The drama started December 29 when CBS and Paramount filed an infringement lawsuit against the producers of Star Trek: Axanar, a planned feature length fan film funded via Kickstarter to the tune of $638,000. Set to star Battlestar Galactic vets Richard Hatch and Kate Vernon, along with Deep Space Nine alum J. G. Hertzler and Star Trek: Enterprise alum Gary Graham, the film was supposed to go into production late last year. However, CBS and Paramount asserted the infringement of “innumerable copyrighted elements of Star Trek, including its settings, characters, species, and themes.”

Star Trek fan films have almost always been tolerated by CBS/Paramount, so long as they’re not for profit. In this instance however, the studio determined that the high level of funding for the film crossed a threshold into infringement. That didn’t sit well with Trek fans, who have been in an uproar over the fight. That uproar is of course badly timed – with Star Trek Beyond set to (hopefully) revive fan love after the mixed reaction Star Trek Into Darkness, the last thing Paramount needs is a reason for fans to simply stay away.
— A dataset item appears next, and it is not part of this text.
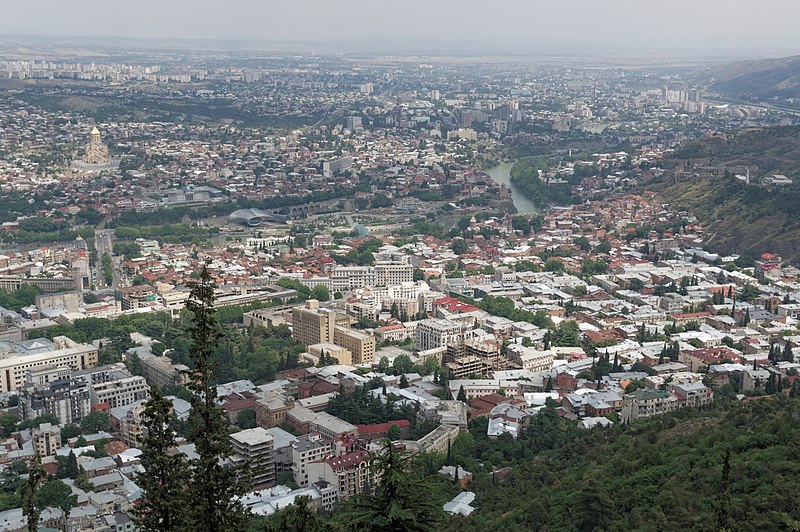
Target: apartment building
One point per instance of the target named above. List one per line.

Fortunately, as he’s been insisting since taking the job, the fans have one of their own on the inside in the form of director Justin Lin. He was apparently instrumental in getting Paramount and CBS to change course. Said Abrams: “A few months back there was a fan movie and this lawsuit that happened between the studio and these fans, and Justin was sort of outraged by this as a longtime fan. We started talking about it and realized this wasn’t an appropriate way to deal with the fans. The fans of Star Trek are part of this world. We went to the studio and pushed them to stop this lawsuit. Within a few weeks, it’ll be announced that this lawsuit is going away.”